Als ein weiterer heißer Kandidat gegen Covid 19 hat sich in der Simulation ein Naturstoff aus dem Japanischen Geißblatt (Lonicera japonica) erwiesen. Die im Supercomputer identifizierten Wirkstoffe müssen allerdings zunächst in Laborexperimenten und klinischen Studien be­stehen. Aber auch ihre Entdeckung ist ein großer Zeitgewinn. Üblicherweise umfasst der Entwicklungsprozess eines neuen Medikamentes fünf bis zehn Jahre. „In unserem Fall haben wir eine Vorauswahl getroffen und sparen uns die Laborversuche bis zu dem Punkt, wo es zu Tierversuchen kommt“, erläutert Efferth. Damit sind schon Jahre an Forschung eingespart.

Zur Vermeidung von Tierversuchen ist das molekulare Docking in der Computersimulation nicht geeignet. Die Simulation der Bindung zwischen Wirkstoff und Erregerprotein sagt noch nichts über dessen Wirkung im Körper aus. Was in der Verdauung passiert und insbesondere im Leberstoffwechsel, das lässt sich mit dem hier geschilderten Verfahren nicht simulieren.

Im Fall der Hepatitis-Medikamente kann die Zulassung als Covid-19-Mittel noch deutlich schneller erfolgen, weil die Sicherheit der Medikamente bereits erwiesen ist.
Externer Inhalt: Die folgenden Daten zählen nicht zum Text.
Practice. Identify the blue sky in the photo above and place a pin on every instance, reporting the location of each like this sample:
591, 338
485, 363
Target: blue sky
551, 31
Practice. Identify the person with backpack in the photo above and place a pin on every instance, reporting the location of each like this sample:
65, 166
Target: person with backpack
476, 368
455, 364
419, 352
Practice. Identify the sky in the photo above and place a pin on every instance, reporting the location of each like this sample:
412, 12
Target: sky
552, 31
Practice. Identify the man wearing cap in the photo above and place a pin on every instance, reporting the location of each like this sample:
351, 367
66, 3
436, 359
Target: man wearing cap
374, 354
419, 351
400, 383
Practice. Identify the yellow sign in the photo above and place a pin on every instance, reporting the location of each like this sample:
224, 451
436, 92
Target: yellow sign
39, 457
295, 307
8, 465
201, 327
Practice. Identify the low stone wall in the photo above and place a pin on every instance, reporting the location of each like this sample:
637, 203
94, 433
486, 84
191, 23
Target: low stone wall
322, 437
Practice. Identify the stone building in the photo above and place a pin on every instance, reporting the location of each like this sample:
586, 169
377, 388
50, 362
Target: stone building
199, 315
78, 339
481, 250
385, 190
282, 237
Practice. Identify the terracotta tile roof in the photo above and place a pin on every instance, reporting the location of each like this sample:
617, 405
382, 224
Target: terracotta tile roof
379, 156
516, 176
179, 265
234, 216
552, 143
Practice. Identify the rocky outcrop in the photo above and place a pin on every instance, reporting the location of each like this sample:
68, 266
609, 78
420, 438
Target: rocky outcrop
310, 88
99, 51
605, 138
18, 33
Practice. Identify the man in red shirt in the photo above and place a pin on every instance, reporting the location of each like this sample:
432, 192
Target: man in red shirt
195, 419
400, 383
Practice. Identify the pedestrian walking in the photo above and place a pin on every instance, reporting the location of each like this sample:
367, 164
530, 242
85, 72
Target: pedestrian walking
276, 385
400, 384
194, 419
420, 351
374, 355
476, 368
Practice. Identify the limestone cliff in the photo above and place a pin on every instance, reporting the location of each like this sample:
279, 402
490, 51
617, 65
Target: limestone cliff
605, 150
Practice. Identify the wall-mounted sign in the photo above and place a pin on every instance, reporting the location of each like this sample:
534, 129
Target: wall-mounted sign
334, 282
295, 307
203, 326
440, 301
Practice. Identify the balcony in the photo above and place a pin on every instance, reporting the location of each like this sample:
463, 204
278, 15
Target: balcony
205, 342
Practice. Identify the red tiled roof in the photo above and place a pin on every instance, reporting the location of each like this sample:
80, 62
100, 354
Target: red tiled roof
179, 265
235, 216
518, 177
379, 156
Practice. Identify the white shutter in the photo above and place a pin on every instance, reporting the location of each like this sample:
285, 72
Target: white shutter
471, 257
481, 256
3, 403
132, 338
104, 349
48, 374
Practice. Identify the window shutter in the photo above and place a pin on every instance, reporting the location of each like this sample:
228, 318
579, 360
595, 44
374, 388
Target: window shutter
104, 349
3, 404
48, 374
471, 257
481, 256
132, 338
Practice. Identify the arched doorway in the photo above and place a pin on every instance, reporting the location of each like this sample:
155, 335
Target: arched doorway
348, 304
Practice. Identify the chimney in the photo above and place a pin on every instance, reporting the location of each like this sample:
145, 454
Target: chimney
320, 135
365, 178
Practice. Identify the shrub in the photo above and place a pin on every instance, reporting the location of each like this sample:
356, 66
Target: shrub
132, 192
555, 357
Allerdings wäre noch eine klinische Studie notwendig, um zu belegen, ob die Mittel tatsächlich gegen das Virus SARS-CoV-2 wirken. Schon nach sechs bis zwölf Monaten könnten die Behörden die Mittel dann als Covid-19-Medikament freigeben.

Ihre Untersuchungsergebnisse haben die Forscher auf der Website der Weltgesundheitsorganisation (WHO) veröffentlicht.